The report found that data on information returns filed in 2022 showed Forms 1099-B, Proceeds from Broker and Barter Exchange Transactions, were the most common information return filed and accounted for 4.1 billion, or 76%, of all information returns filed, Bidne said. Forms W-2 accounted for 270 million forms, or 5%, while all other forms accounted for 1 billion, or 19%, she said. However, the report cited IRS estimates that Form 1099-DA would “more than double the total of all information returns received,” she said.
A report on the employee retention credit program released Feb. 10 addressed how the IRS can prevent improper payments in future similar programs, Bidne said. The agency moved less quickly to resolve claims than it did to implement the ERC and could not process many claims until the unemployment rate returned to normal after the Covid-19 pandemic, she said.
Some of the ERC program’s design “increased complexity and improper payment risk,” Bidne said, including that a “government order” suspending business operations was not clearly defined but was required to claim the ERC. Bidne said that 86% of ERC claims were filed on amended returns, primarily Form 941-X, Adjusted Employer’s Quarterly Federal Tax Return or Claim for Refund, which could not be e-filed until 2024 and required the extra work associated with processing paper forms.
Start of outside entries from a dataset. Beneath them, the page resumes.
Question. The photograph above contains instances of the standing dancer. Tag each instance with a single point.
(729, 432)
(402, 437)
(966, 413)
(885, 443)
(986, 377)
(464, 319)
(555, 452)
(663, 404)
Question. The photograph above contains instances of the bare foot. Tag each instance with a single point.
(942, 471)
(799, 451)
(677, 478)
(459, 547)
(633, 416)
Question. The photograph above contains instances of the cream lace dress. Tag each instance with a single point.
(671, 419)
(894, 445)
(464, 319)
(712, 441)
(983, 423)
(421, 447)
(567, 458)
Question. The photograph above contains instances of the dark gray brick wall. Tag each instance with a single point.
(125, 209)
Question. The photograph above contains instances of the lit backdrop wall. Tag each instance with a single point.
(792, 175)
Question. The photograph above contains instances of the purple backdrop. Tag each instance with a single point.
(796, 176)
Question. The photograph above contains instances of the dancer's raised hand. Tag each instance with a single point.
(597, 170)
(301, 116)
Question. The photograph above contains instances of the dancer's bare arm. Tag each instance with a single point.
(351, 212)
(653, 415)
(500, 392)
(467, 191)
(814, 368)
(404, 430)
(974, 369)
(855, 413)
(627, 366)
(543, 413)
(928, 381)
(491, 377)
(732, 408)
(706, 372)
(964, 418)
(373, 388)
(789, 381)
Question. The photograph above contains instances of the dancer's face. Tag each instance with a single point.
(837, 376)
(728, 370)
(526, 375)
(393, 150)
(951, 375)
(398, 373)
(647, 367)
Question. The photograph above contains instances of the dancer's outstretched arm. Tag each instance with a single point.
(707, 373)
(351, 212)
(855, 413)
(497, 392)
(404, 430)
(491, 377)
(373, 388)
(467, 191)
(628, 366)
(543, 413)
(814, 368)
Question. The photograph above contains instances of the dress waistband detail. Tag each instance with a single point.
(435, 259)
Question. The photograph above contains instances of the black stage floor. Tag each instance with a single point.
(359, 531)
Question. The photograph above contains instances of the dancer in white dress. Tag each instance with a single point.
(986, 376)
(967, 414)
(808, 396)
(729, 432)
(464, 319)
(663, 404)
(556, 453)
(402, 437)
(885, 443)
The GAO found that the program would have benefited from additional eligibility reporting on employment tax returns that was not already required, Bidne said. For example, a questionnaire asking how an employer was eligible was sent when the employer was being audited for an ERC claim but could have been useful to include on employment tax returns, she said.
The IRS also did not provide timely updates on claim processing and when providing updates “may have led employers to expect claim processing that was not occurring,” Bidne said.
The report found that as of May 2025, the IRS did have “procedures for compliance planning” for new legislation, but not those specific to emergency situations such as a future employment tax credit, Bidne said.